EML was approved for two loans with IDC, totalling R12.5-million, before even securing the SAA tender. The two loans appeared to have been approved on the strength of a recommending submission by senior account manager Billy Cobbinah, who worked in the development funds unit of the state-run funder. An e-mail trail submitted as part of evidence shows that an Edward Komane wrote to Cobbinah, asking for the deal to be “done fast for a potential client” and promising that he is awaiting audited financial statements, presumably of the said client. Komane, said Mainganya, is not an IDC employee.
EML’s budget projections presented in its application show that it represented one third of SAA’s tender, but that should not have been the basis on which loans to it were approved, said Mainganya. The company’s share of responsibility was to provide 40-million litres of jet fuel per month, which it failed to do, according to SAA’s fuel manager Mark Vaughn in his testimony in June.
The first loan was to be paid over a period of three years, while the larger one is scheduled over a five-year period, starting in 2021.

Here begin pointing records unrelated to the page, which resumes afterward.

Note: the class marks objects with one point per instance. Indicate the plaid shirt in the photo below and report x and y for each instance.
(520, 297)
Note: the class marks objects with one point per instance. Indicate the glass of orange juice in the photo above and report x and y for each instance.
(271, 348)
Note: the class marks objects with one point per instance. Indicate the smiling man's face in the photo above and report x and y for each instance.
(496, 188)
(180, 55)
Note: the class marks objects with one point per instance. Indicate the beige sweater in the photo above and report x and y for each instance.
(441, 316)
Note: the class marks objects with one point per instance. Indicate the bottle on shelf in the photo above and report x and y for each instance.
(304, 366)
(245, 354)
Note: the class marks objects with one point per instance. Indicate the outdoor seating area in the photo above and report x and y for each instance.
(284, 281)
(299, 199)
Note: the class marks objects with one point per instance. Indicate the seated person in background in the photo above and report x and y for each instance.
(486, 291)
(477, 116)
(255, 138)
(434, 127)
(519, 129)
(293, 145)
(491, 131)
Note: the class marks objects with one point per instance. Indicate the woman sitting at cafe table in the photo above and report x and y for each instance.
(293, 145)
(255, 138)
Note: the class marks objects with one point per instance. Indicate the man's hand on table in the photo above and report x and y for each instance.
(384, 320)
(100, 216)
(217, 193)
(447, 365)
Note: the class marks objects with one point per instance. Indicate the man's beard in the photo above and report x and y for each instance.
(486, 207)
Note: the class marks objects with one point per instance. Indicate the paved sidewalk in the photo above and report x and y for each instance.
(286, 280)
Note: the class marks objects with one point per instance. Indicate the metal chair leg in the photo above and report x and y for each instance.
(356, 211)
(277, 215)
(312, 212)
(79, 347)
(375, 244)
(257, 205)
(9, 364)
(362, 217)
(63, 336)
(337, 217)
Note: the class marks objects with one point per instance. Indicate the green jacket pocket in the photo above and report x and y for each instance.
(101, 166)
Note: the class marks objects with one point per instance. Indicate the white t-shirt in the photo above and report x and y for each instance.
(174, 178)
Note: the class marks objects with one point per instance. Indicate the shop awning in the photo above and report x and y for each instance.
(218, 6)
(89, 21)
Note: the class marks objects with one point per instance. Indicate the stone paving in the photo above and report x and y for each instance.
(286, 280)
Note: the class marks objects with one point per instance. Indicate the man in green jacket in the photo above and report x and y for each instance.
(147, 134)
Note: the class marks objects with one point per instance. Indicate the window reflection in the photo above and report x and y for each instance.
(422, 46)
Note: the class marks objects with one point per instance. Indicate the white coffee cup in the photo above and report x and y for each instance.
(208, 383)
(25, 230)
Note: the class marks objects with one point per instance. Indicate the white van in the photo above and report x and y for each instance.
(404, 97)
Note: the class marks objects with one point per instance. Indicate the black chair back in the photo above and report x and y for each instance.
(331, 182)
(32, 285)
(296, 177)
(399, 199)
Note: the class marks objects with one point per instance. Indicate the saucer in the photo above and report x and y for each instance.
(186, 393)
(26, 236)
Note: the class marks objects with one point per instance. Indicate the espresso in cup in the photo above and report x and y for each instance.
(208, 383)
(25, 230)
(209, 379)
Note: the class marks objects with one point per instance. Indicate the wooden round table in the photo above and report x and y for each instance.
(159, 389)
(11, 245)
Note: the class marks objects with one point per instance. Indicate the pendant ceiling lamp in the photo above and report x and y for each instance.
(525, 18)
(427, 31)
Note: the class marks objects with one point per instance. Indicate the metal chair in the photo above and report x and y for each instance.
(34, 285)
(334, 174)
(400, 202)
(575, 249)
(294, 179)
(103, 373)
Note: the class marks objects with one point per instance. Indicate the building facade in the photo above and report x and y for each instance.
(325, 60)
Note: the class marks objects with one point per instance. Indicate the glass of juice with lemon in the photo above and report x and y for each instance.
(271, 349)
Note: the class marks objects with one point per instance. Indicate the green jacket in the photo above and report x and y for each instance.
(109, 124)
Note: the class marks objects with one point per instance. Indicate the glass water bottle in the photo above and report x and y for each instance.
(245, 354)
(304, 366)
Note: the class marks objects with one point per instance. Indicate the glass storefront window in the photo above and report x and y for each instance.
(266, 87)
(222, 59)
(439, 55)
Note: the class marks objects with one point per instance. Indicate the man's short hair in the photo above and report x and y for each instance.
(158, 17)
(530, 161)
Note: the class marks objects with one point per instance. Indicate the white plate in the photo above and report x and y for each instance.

At the time of the tender, SAA was under the chairmanship of Dudu Myeni, whose board took a strategic decision in early 2016 to procure 15% of all fuel for the national carrier from a black-owned entity. EML, owned by Pretoria music promoter Eldridge Motlhake, was granted a contract to supply about 2-million litres of Jet-A1 fuel to SAA last year, according to Vaughn. It was part of a tripartite arrangement which also included large oil companies Total and Shell, which were to provide a bulk of the fuel need.
Mainganya told the commission that the IDC approved the two loan facilities to EML in February 2016, for R6-million and R6.5-million. The first was for working capital, while the second was for the purchase of equipment the company would need to carry out its SAA obligations, including fuel bowsers. By Mainganya’s explanation, the IDC’s process for funding businesses is a rigorous one that requires a number of steps where the compliance of the applicant is tested.
Normally, an applicant’s business plan would go through the IDC’s pre-investment business centre, but that was not the case with EML. Also, there was a condition in the approval that EML would have to prove that it could indeed secure the fuel, but this too was overlooked.